Do zdarzenia doszło w zabrzańskiej dzielnicy Rokitnica. Do jednego z kantorów zadzwonił obcokrajowiec, który chciał wymienić pieniądze. Podał kwotę, która go interesuje. Kiedy otrzymał informację, że transakcja może zostać zrealizowana poinformował, że pojawi się w placówce za parę minut. Po chwili do kantoru zadzwonił fałszywy policjant, który powiadomił pracownika, że jest na tropie szajki napadającej na kantory. Aby ustrzec gotówkę przed kradzieżą, wyśle po nią policjantów. Aby uwiarygodnić swoją tożsamość polecił nie rozłączać się, tylko wybrać numer 997 i połączyć się z dyżurnym, który potwierdzi jego dane. Kobieta natychmiast rozłączyła połączenie i z drugiego telefonu zadzwoniła na V komisariat, informując prawdziwych policjantów o zdarzeniu. Jak sama stwierdziła, to dzięki dzielnicowemu zareagowała w taki sposób. Okazało się bowiem, że kilka dni wcześniej w ramach obchodu swojego rejonu, dzielnicowy odwiedzał palcówki handlowo-usługowe ostrzegając m.in. przed działaniem oszustów. W ramach programu „Dzielnicowy bliżej nas” przekazał numery kontaktowe do komisariatu, a także do siebie. Wspomniał również, że najszybciej można skontaktować się z dzielnicowym używając aplikacji „Moja Komenda”, którą można bezpłatnie zainstalować na swoim telefonie komórkowym.
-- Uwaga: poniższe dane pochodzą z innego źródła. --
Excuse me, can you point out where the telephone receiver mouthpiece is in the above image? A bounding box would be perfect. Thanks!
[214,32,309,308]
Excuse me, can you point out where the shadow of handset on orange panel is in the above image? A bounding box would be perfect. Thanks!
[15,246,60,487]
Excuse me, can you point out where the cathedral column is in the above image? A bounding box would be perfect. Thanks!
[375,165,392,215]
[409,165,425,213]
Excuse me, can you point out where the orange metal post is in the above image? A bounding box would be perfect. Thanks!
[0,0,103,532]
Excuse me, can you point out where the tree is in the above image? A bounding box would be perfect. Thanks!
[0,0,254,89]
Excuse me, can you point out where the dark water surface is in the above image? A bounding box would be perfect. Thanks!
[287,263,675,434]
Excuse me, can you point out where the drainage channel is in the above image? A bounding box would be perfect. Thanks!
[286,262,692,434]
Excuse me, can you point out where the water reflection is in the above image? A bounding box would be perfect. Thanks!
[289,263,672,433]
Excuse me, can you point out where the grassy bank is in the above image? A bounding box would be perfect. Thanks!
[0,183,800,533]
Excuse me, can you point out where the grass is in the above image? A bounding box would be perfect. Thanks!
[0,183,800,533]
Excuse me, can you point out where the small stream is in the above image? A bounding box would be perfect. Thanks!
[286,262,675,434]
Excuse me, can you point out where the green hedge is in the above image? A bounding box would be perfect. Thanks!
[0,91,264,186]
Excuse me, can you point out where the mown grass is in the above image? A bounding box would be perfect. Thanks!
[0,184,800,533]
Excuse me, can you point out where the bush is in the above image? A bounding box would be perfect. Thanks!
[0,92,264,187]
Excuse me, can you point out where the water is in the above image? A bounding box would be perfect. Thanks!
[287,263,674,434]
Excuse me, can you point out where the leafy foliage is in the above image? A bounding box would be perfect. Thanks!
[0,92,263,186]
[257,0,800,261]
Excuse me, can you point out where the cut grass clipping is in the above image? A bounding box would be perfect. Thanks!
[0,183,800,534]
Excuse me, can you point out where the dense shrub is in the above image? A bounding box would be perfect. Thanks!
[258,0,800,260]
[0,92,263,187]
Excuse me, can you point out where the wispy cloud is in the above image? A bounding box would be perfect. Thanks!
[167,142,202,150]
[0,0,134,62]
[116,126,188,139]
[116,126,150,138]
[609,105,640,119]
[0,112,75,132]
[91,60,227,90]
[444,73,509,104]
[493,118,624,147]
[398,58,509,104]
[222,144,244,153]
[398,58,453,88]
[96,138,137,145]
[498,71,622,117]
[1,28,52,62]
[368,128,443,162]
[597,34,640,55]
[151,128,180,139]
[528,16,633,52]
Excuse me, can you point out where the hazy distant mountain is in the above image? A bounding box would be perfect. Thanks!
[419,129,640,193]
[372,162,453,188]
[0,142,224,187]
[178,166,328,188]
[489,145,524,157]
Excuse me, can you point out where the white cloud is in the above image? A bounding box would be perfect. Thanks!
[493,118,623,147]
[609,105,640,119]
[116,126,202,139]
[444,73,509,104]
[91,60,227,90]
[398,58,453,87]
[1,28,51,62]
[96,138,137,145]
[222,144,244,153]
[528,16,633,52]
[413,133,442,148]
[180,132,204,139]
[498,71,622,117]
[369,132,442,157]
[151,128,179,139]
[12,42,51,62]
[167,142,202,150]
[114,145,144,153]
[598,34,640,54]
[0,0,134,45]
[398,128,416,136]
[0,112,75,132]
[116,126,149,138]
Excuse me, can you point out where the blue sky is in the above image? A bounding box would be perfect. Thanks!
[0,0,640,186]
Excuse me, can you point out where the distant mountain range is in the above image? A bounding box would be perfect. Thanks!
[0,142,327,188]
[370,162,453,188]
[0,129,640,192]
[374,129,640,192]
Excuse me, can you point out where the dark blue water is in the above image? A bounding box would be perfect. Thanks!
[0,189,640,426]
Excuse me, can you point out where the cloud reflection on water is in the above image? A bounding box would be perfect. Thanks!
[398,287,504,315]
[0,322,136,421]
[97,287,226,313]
Zabrzańscy policjanci apelują do osób prowadzących działalność gospodarczą, aby zachowali szczególną ostrożność. Informujemy, że żadne tego typu działania Policji nie są organizowane przez telefon. Jeśli już - to policjanci przychodzą do konkretnej osoby. Mają wówczas obowiązek się wylegitymować. Więcej, mają pokazać legitymację w sposób umożliwiający dokładne jej obejrzenie, a nawet spisanie danych. Jeśli nadal osoba będzie miała wątpliwości, to należy nawiązać kontakt z jednostką Policji i zażądać potwierdzenia danych. Apelujemy, aby podobne sytuacje zgłaszać Policji.